Selahaddin Eyyubi'nin Kudüs'ü fethetmesinin ardından başlatılan bir gelenekle Hazreti Musa'nın makamı olarak kabul edilen yerde Filistin gibi direnişi ile meşhur bir ülkenin müzikli eğlence tertip etmesi alışılmadık bir durum oldu. Ancak eğlenceyi öğrenen Filistinli gençler durumu protesto ederek eğlencenin sona ermesini sağladı.
Taha Kılınç'ta YeniŞafak'taki köşesinde geçtiğimiz ay gerçekleşen bu hadiseyi işgal altında bulunan Filistin'in durumu ve geleceği açısından yorumladı.
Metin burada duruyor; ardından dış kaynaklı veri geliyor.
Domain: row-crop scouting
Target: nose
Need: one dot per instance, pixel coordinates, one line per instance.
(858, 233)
Kudüs’ten Ölüdeniz’e doğru inerken, yaklaşık 20 kilometre kadar ilerledikten sonra, yolun sağında ve biraz içeride tarihî bir mekân vardır. Etrafını saran belli-belirsiz bir kabristanın ortasında, sevimli bir mescidin çevresine kondurulmuş çok sayıda beyaz kubbesiyle, ziyaretçilerini asırların ta ötesinden selamlayan, hatta sarıp-sarmalayan bu mekân, Nebî Mûsâ Külliyesi’dir. Hz. Musa’nın bu mıntıkada medfûn bulunduğuna dair herhangi bir tarihî delil olmasa da, burası -1268’de Memlûk Sultanı Zâhir Baybars’ın emriyle- onun aziz hatırasına inşa edilmiş, yüzyıllar boyunca da bölgeden yolu geçen herkesin sığındığı bir vaha ola gelmiştir.
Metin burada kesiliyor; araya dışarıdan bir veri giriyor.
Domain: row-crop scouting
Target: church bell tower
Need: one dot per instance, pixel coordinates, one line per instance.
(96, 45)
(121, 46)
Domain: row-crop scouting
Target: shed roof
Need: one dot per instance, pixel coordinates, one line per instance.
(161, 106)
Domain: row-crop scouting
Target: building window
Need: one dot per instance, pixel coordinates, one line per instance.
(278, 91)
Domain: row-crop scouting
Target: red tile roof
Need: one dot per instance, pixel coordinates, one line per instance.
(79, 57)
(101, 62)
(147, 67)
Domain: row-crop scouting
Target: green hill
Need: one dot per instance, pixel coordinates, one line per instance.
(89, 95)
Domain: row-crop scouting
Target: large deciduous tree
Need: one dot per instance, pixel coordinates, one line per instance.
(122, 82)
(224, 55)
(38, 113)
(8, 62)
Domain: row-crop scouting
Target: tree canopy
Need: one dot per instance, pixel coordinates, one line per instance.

Yerel inanışa göre: Salâhaddîn Eyyûbî, 1187’de Kudüs’ü Haçlılar’dan kurtardıktan sonra, Hz. Musa için burada bir makam inşa ettirmiş, böylece Filistin’de özgürce ibadetlerine yeniden izin verdiği Hıristiyanlara karşı denge unsurlarından biri olmak üzere, Kudüs’le Ölüdeniz arasında Nebî Mûsâ Makamı’nı adeta bir “manevî karakol” haline getirmiştir. Baybars’ın yaptığı da, aslında Salâhaddîn’in bu siyasetinin ihyasından ibarettir. 1516’nın sonunda Filistin emanetini Memlûklardan devralan Osmanlılar, birçok restorasyon ve imar çalışmalarının akabinde, nihayet 1885’te külliyeye mevcut biçimini kazandırmıştır. Dolayısıyla Nebî Mûsâ, Eyyûbî-Memlûk-Osmanlı ortak yapımıdır.
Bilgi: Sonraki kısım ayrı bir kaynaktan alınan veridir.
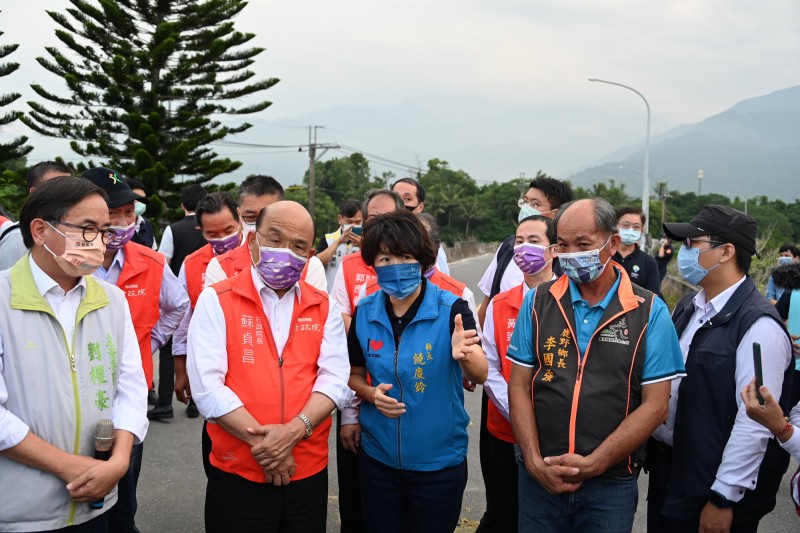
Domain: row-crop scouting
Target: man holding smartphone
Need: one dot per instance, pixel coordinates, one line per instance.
(711, 467)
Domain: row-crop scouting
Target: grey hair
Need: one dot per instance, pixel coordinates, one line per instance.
(605, 216)
(429, 221)
(378, 192)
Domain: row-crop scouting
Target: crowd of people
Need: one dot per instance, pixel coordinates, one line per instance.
(270, 333)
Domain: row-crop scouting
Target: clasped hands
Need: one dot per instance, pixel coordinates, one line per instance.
(274, 450)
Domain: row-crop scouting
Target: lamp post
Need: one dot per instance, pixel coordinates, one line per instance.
(646, 173)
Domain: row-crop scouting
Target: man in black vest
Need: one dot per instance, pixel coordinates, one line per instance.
(593, 356)
(714, 469)
(543, 197)
(180, 239)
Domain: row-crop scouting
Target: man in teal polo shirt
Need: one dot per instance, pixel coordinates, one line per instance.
(597, 354)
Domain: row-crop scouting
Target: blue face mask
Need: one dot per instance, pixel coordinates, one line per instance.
(583, 267)
(629, 236)
(689, 264)
(400, 280)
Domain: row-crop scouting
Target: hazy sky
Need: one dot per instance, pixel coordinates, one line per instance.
(475, 67)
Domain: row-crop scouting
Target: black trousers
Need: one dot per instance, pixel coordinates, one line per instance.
(123, 515)
(166, 375)
(489, 518)
(410, 501)
(237, 504)
(658, 465)
(505, 479)
(349, 487)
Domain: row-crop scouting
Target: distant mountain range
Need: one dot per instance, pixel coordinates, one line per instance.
(752, 149)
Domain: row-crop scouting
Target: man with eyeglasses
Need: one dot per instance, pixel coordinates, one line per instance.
(69, 358)
(641, 267)
(265, 347)
(256, 193)
(711, 467)
(157, 301)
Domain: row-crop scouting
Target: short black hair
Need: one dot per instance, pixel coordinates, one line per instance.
(743, 258)
(133, 183)
(53, 200)
(556, 191)
(621, 212)
(34, 176)
(191, 195)
(550, 233)
(415, 183)
(258, 185)
(214, 203)
(397, 233)
(398, 202)
(349, 208)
Külliyenin tarihî evrimine dair ayrıntılar ne olursa olsun, Nebî Mûsâ, artık Kudüs’ün ve bütün Filistin’in Müslüman kimliğinin ayrılmaz bir parçasıdır bugün. Yalnızca mimarisi yönünden değil, zaman içinde kazandığı siyasî konumuyla da:
Osmanlı İmparatorluğu’nun son dönemlerinde, Filistinli Müslümanlar, Ortodoks Hıristiyanların Paskalya günlerinde “Nebî Mûsâ Şenlikleri”ni organize etmeye başladı. Bu elbette, bilhassa Kudüs’teki Müslüman varlığını vurgulamaya ve sergilemeye matuf bir hareketti. Sultan Baybars’ın, Nebî Mûsâ Külliyesi’nin yönetimini şehrin eşrafından Huseynî ailesine emanet ettiğine inanıldığı için, kalabalıkların yola çıkışı Huseynîlerin Kudüs’teki evinden başlardı. Bir hafta kadar süren şenlikler boyunca organizasyonun bütün masrafları da Huseynîlere aitti. Filistin’in her yerinden on binlerce insanın katıldığı etkinliklere, Kudüs ve El Halil’de bazen Yahudiler ve Hıristiyanlar bile iştirak ederdi.
1920 yılının nisan ayındaki şenliklere, Filistin’de gittikçe yükselen tansiyonun gölgesi düştü. Kuzeydeki Tel Hay’da Siyonist çetelerle Arap köylüler arasında yaşanan çatışmalar, şenliğin ana gündemiydi. İngilizlerin doğrudan yönetiminin doğurduğu öfke de bu atmosfere eklenince, şenlikler halk ayaklanmasına dönüştü. Filistin’in kolektif hafızasında, Nebî Mûsâ artık yabancı işgaline karşı direnişin ve isyanın sembol mekânlarından biriydi. Sırf bu yüzden, Nebî Mûsâ Şenlikleri’ni engellemek için, sonraki yıllarda İngilizler, Ürdün yönetimi ve İsrail ellerinden geleni yaptı.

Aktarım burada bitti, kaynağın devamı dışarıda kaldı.